By Graeme Kemlo
Victoria’s regions would usually hold 200 business events a year, but this year they have held only three or four, and still being in lockdown means they have lost events now being held in other states.
That’s according to Chris Porter, executive officer of Business Events Victoria (BEV). He says the number of leisure visitors going to other Victorian regions has increased with COVID-19 restrictions eased for the regions.
“But from a business events perspective the majority of the market that comes into regional Victoria comes out of Melbourne… conferencing is still very much under wraps and not able to happen,” he said.
While regional cities like Mildura and Wodonga have always been well positioned to host meetings involving corporate or government delegates who drove from surrounding states that was also not possible due to border closures.
“What we’re finding is that the Premier [Andrews] is within his right to say businesses should work from home, so until we get some more clarity around businesses being able to meet in certain size groups, I think the business events industry in regional Victoria is pretty much going to be on the ‘go slow’ for a little while to come yet,” Chris said.
Even meetings of the BEV board, which used to be held in the city, have changed to hybrid events.
“Business events are going to look very different into the future I think… there’s a lot of people who have moved directly into hybrid events and that will have an impact on visitation.
“But one of the things people like about conferencing and business events is getting together… that’s what we are starting to hear and see.
“Because businesses haven’t got together all year there’s a real opportunity to attract some of these groups into regional areas, when it is safe to do so.”
“We have been informing our industry that the first thing they need to talk to clients about is what their COVID-safe plans are,” he said, adding: “that almost comes before the RFP now.”
Maintaining connections within and between businesses was critical, he said.
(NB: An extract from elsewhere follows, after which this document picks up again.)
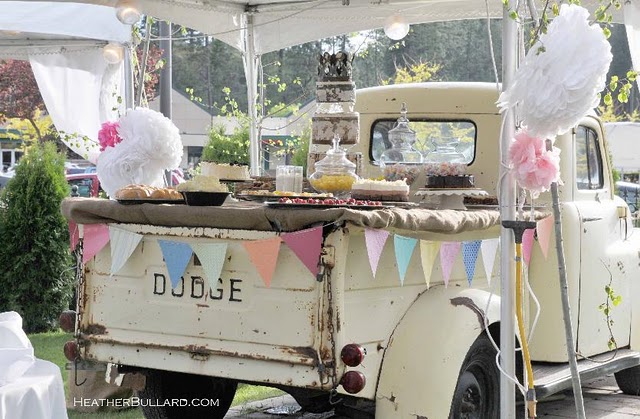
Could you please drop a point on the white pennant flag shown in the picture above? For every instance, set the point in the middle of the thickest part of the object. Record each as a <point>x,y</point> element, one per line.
<point>212,256</point>
<point>489,249</point>
<point>123,244</point>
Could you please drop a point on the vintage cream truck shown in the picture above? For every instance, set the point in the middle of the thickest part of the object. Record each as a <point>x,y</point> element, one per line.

BEV has waived membership fees as one way to help members.
He knows of one venue at the Great Ocean Road that has gone into liquidation, “but a lot of others have just gone into hibernation.”
While AIME (March 14-17, 2021) will look quite different next year without the internationals attending Chris said, “it is an opportunity to get the industry back together… almost a bit of a healing… the chance to draw a line in the sand have a bit of a rebirth.”